Es evidente que esta nueva forma de concebir el sufrimiento constituye un giro radical respecto de la tradición griega precedente. Supone ante todo una concepción activa y no pasiva, como había sido hasta entonces. El sufrimiento como acción, una acción muy intensa. Como redención y no como azaroso producto del capricho de los dioses. El sufrimiento, pues, como parte de un plan de Dios. Por otra parte esta concepción supera viejas dicotomías, al entender que el sufrimiento y el gozo no son experiencias opuestas como serían el placer y el dolor, sino más bien inextricablemente vinculadas y consecuentemente interdependientes. Esto constituirá una base teológica para experiencias como la mortificación y el martirio, pero también para la esperanza. Se trata, pues, de una doctrina más interesada en dar luz, esperanza e incluso alegría al que sufre, que en justificar la coherencia de un concepto en el rígido esquema de un sistema filosófico.

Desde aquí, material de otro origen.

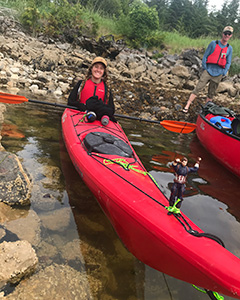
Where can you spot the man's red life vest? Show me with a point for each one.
(219, 56)
(92, 89)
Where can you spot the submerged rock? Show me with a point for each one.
(17, 260)
(15, 185)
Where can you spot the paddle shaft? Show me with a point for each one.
(72, 107)
(175, 126)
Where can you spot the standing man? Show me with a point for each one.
(216, 63)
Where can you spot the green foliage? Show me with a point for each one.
(155, 40)
(30, 17)
(139, 25)
(62, 18)
(137, 21)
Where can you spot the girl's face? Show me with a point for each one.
(184, 163)
(97, 72)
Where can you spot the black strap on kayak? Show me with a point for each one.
(180, 217)
(212, 295)
(185, 224)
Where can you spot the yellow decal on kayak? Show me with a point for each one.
(123, 163)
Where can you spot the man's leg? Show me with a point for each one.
(205, 77)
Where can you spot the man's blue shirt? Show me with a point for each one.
(214, 69)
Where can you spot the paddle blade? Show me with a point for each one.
(12, 99)
(178, 126)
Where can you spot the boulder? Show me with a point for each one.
(17, 260)
(15, 185)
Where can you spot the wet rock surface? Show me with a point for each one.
(15, 185)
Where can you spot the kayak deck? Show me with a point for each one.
(135, 205)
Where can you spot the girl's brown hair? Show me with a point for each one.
(104, 78)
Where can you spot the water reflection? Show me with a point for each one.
(87, 242)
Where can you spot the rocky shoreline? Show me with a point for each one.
(142, 86)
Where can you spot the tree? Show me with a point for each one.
(161, 8)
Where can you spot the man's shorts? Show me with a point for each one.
(213, 84)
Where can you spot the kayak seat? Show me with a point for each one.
(105, 143)
(236, 126)
(221, 122)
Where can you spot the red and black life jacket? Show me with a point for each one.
(91, 89)
(219, 56)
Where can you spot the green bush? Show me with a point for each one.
(155, 40)
(139, 25)
(30, 18)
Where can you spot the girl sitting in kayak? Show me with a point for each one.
(93, 93)
(181, 171)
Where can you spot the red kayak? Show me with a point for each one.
(135, 205)
(219, 140)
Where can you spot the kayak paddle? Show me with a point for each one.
(175, 126)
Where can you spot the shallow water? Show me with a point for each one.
(212, 202)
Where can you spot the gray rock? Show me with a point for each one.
(15, 185)
(17, 260)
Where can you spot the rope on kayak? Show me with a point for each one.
(196, 233)
(212, 295)
(127, 166)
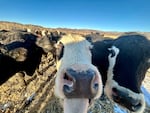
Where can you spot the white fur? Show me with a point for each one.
(78, 56)
(110, 83)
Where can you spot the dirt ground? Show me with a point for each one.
(24, 94)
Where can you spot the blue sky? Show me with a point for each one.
(107, 15)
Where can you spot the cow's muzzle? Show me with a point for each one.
(80, 84)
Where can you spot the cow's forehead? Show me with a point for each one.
(71, 38)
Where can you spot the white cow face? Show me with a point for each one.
(77, 80)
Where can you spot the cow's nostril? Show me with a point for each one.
(67, 89)
(114, 90)
(95, 86)
(67, 77)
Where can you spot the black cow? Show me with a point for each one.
(123, 63)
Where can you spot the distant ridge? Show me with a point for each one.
(15, 26)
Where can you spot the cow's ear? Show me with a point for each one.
(59, 47)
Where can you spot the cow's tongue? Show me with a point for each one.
(76, 105)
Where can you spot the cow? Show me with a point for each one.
(77, 81)
(123, 63)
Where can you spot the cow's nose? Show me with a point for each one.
(125, 99)
(80, 84)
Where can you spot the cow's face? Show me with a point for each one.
(122, 85)
(77, 80)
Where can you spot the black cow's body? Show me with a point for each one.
(123, 63)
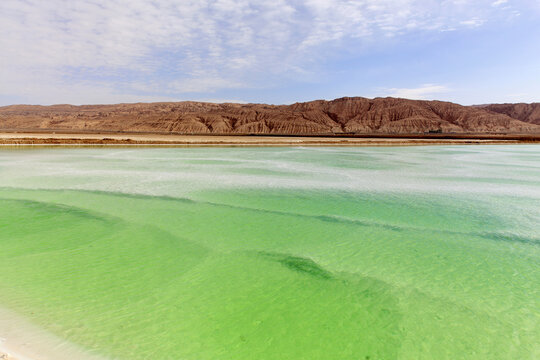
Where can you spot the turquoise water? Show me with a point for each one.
(276, 253)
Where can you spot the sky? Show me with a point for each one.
(277, 52)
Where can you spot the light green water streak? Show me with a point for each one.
(287, 253)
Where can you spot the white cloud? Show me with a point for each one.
(171, 47)
(423, 92)
(499, 2)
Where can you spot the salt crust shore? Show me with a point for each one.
(233, 140)
(22, 340)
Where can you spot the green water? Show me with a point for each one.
(276, 253)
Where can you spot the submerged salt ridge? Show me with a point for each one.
(260, 253)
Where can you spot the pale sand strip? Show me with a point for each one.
(234, 140)
(22, 340)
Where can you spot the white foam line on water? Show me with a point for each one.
(22, 340)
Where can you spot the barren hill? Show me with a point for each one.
(344, 115)
(525, 112)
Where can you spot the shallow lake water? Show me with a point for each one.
(276, 253)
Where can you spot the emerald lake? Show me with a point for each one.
(276, 253)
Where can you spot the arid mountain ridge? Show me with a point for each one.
(340, 116)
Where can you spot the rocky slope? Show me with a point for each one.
(344, 115)
(525, 112)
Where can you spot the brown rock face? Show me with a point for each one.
(525, 112)
(344, 115)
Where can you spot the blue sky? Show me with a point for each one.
(280, 51)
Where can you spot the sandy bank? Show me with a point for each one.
(232, 140)
(22, 340)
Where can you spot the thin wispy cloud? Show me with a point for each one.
(173, 49)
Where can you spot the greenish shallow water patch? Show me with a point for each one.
(245, 267)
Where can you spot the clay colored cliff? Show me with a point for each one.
(341, 116)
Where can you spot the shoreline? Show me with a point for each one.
(92, 139)
(20, 339)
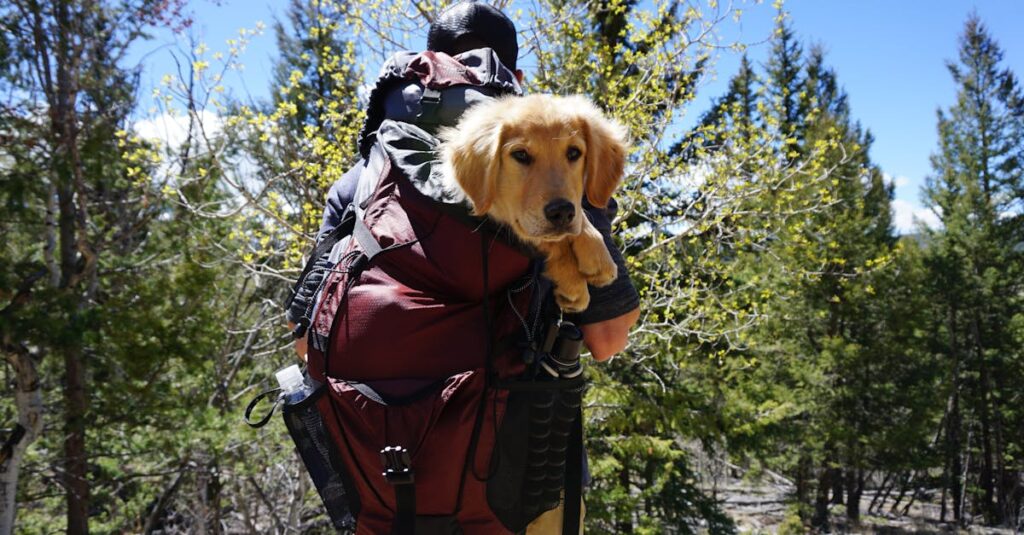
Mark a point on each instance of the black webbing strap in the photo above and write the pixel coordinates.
(398, 472)
(404, 518)
(252, 405)
(343, 229)
(573, 478)
(366, 239)
(430, 103)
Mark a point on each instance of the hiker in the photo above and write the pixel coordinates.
(482, 35)
(614, 309)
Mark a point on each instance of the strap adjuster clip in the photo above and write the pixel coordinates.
(397, 465)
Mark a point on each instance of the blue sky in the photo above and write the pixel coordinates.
(889, 55)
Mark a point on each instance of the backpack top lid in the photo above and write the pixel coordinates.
(477, 23)
(451, 84)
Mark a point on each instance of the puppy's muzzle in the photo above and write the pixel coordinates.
(559, 213)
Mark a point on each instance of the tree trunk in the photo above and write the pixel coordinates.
(820, 519)
(985, 476)
(854, 488)
(838, 486)
(29, 402)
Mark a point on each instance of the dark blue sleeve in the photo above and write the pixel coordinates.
(620, 296)
(340, 196)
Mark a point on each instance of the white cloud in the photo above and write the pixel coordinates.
(172, 129)
(906, 216)
(898, 181)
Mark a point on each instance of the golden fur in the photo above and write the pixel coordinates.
(515, 156)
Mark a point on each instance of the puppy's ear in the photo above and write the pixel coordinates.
(606, 150)
(472, 154)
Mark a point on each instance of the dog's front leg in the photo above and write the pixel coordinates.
(560, 268)
(596, 264)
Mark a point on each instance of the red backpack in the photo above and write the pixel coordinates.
(449, 396)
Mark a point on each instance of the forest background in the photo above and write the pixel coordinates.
(787, 331)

Está claro que esta concepción del sufrimiento por parte de Pedro, con su base profundamente humana, con su insólita mezcla de mística elevada y cercanía vivencial, va mucho más allá de lo que los análisis de los viejos filósofos pudieron haber desarrollado. Pero sobre todo devuelve la experiencia del dolor y la desdicha al ámbito de Dios y los poetas.